Nearly 600 pit bulls and roosters rescued in animal-fighting probe in Indiana
Nearly 600 pit bulls and roosters were removed from two properties in Indiana after authorities received a tip that the animals were allegedly being trained for fighting.
Investigators seized one pit bull Thursday morning at the Morgan County home of Martin Anderson, the Indianapolis Star reports. More than 550 roosters and nine pit bulls were found at a farm in Owen County, reportedly owned by Anderson.
According to the American Society for the Prevention of Cruelty to Animals (ASPCA), which assisted in recovering the animals, the dogs were found tied to heavy chains and "housed in a manner consistent with dogfighting," the agency said in a press release.
The roosters had "physical alterations commonly associated with cockfighting," the ASPCA said. The agency said it was not able to provide details on the alterations because this is an ongoing investigation.
Animal-fighting paraphernalia was also found at both properties, according to the ASPCA.
Anderson is being held in the Morgan County Jail on one count of purchasing an animal to be used in an animal fighting contest, according to the Indianapolis Star.
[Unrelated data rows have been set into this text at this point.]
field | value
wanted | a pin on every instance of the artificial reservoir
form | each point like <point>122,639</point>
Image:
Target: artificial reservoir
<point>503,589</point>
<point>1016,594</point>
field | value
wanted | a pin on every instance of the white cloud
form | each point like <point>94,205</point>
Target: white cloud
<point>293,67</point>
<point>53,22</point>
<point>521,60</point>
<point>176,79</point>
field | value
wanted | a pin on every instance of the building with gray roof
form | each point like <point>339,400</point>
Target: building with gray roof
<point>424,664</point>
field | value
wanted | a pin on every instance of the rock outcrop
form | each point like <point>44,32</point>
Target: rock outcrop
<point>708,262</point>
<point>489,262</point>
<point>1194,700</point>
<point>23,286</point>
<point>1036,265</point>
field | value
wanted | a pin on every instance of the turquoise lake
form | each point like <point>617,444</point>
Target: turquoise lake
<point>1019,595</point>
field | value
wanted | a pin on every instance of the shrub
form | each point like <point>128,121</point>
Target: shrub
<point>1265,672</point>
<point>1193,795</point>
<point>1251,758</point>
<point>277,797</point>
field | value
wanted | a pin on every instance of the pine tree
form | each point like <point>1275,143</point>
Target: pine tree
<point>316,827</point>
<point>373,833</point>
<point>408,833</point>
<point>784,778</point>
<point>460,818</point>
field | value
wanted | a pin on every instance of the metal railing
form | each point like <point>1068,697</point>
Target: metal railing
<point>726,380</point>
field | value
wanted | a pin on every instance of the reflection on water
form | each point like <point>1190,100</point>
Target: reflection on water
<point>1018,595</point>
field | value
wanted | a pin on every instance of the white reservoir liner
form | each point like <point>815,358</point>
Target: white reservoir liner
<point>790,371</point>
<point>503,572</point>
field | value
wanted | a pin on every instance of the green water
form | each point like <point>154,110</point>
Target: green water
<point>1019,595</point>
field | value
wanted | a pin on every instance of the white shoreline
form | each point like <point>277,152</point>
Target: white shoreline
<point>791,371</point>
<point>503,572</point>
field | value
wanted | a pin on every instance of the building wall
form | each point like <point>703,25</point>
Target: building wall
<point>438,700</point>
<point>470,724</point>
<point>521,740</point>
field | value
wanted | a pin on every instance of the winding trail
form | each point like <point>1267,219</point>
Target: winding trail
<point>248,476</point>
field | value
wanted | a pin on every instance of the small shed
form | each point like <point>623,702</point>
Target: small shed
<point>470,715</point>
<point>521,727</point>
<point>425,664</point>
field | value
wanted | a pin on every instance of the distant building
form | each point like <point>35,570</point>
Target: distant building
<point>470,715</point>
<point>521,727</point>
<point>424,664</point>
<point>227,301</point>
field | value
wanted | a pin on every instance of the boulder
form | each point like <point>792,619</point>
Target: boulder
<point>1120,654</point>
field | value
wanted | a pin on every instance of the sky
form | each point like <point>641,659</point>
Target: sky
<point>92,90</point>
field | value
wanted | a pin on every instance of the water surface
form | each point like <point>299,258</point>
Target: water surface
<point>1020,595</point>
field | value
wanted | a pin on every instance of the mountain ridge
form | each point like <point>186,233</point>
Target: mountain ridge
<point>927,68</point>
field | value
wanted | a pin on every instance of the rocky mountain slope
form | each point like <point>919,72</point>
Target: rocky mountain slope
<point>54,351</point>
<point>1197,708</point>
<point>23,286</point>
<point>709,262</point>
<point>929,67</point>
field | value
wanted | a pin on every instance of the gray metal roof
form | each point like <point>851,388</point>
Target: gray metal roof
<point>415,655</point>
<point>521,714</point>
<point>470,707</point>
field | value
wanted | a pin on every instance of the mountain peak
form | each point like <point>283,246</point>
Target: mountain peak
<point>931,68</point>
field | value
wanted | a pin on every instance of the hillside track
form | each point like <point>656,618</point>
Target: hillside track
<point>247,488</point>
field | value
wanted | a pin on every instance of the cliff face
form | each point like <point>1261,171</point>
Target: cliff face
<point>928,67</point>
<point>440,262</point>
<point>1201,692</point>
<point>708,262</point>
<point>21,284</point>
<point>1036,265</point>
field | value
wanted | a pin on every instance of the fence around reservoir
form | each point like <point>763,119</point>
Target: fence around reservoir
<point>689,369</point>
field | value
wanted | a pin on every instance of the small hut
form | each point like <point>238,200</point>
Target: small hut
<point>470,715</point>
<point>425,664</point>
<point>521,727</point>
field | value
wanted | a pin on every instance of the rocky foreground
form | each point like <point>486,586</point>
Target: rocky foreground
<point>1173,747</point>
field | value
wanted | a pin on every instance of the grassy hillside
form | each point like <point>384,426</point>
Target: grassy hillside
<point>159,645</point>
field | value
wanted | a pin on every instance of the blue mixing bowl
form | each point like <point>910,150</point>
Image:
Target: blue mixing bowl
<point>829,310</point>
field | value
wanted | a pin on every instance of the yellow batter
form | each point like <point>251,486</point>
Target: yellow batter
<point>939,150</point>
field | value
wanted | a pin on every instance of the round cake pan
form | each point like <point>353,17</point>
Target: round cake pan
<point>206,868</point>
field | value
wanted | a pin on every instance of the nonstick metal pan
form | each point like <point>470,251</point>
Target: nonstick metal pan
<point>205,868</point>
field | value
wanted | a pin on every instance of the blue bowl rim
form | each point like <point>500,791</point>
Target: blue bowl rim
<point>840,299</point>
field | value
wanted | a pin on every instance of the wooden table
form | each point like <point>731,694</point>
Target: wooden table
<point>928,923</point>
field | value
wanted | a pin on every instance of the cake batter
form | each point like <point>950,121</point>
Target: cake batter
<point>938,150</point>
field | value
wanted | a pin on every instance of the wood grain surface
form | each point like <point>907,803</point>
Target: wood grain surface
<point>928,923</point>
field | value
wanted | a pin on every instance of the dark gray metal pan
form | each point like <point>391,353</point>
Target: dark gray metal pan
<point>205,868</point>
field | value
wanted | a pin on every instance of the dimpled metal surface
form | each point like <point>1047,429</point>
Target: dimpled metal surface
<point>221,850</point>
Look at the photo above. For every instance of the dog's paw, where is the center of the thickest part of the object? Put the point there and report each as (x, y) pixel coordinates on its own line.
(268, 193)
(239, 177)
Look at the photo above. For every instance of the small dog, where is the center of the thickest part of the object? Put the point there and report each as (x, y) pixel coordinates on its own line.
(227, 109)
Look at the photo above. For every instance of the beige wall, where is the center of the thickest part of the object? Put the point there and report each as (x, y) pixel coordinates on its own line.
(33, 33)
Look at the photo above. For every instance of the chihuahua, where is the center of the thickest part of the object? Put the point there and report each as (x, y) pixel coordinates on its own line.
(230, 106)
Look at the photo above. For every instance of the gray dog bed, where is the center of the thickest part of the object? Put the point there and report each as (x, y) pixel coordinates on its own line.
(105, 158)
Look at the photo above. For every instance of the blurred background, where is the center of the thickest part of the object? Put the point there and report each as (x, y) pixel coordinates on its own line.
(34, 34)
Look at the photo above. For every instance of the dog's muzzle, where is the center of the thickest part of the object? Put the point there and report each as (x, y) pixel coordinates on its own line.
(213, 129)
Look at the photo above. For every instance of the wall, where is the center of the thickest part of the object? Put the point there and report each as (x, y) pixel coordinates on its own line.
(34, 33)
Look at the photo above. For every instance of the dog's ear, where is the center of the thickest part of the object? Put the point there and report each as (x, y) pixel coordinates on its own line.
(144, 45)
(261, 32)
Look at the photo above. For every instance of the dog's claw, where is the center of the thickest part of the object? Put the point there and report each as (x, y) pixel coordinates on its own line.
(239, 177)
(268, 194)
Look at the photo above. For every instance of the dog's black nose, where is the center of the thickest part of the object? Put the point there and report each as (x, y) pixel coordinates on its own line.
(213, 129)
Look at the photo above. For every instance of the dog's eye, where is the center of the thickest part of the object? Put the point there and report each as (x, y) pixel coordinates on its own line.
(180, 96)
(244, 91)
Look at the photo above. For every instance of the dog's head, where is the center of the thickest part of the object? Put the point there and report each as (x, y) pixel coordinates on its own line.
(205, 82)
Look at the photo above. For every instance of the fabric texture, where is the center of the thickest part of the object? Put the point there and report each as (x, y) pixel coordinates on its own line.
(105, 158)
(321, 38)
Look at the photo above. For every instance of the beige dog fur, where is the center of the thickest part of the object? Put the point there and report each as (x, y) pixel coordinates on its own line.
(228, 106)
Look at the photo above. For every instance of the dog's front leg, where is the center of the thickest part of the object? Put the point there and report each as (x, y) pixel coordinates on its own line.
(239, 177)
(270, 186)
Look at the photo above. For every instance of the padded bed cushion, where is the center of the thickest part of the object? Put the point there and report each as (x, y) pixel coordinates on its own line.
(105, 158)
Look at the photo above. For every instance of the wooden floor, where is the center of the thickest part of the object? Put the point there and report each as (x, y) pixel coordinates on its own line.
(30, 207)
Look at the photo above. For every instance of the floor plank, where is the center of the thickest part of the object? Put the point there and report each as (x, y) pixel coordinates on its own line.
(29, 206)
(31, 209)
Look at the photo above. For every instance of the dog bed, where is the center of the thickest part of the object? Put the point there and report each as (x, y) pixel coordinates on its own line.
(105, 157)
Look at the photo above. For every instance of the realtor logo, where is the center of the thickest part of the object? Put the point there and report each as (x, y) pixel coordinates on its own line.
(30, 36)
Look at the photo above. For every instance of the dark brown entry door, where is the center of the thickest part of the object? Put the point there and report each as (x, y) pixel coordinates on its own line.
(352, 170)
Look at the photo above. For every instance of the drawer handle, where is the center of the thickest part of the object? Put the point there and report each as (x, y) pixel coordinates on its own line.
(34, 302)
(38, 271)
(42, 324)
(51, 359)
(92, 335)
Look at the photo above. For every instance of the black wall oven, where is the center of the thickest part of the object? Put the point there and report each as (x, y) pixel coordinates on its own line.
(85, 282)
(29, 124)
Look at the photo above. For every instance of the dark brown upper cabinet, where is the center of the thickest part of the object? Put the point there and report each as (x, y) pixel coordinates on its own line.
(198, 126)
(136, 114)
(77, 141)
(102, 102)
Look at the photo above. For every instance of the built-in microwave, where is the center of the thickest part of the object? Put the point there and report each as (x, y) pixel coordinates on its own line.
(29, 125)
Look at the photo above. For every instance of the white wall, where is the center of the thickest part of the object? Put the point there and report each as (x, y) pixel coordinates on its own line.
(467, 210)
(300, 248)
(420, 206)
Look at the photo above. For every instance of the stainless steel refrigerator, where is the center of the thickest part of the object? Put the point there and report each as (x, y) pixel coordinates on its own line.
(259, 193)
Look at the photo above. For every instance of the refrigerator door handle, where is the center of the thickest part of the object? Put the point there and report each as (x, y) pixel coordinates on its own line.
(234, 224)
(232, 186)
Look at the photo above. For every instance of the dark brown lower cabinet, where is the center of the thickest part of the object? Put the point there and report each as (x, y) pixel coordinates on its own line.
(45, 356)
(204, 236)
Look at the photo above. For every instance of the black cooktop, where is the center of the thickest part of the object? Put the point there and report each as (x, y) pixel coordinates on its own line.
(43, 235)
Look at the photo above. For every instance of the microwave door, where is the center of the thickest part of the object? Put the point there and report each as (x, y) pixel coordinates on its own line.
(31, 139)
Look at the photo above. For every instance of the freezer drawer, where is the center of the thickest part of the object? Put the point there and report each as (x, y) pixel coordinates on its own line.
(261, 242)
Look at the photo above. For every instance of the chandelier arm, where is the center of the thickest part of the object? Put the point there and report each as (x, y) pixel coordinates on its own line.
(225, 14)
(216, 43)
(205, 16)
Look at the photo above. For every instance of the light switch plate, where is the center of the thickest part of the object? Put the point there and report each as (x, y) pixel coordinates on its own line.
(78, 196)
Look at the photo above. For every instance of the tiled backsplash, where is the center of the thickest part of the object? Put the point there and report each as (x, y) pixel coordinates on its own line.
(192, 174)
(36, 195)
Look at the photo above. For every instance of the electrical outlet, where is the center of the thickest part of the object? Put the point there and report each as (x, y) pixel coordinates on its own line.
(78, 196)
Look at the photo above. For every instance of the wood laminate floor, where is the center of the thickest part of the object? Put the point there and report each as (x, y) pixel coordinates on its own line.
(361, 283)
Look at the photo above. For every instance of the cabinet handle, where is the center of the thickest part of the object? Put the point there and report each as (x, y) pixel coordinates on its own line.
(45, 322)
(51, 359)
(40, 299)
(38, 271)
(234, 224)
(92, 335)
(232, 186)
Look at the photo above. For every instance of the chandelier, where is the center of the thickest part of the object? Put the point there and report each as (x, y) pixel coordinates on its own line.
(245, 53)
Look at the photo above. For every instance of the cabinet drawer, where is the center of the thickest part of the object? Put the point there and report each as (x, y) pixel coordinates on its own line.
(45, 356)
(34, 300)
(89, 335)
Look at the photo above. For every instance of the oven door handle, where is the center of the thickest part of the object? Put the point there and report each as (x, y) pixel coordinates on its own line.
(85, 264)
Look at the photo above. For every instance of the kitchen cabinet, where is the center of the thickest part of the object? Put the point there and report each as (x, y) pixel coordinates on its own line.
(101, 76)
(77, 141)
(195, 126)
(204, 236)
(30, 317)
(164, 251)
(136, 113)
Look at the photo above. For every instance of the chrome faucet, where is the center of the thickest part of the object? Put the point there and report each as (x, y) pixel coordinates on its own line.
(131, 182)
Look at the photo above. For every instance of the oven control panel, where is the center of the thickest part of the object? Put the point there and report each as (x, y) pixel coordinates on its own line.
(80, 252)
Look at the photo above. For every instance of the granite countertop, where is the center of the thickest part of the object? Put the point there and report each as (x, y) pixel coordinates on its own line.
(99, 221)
He faces up to two-and-a-half years in prison if convicted.
The Indiana Gaming Commission executed search warrants on the properties after Crime Stoppers received a tip that the dogs and birds were allegedly being trained for animal fighting.
There’s no place in Indiana communities for animal fighting and the illegal gambling that goes with it, and we are very pleased that we were able to shut down this operation," said IGC Superintendent Rob Townsend in the ASPCA release.
Jessica Rushin, senior manager of Partnerships for ASPCA Field Investigations and Response, told NBC News on Friday that the rescued animals were taken to temporary shelters in undisclosed locations for evaluations and to receive medical and behavioral care until a court decides on where to place them. In the past, rescued dogs were placed in homes, Rushin said.
Animal fighting has become a growing concern in the United States. Last year, the ASPCA assisted in rescuing more than 4,500 animals from dogfighting and cockfighting cases, Rushin told NBC.
“Animal fighting is one of the most heinous forms of animal cruelty, and sadly it is far more common in the United States than many people realize,” she said in a statement. “To betray animals by forcing them to fight for their lives for so-called entertainment is despicable."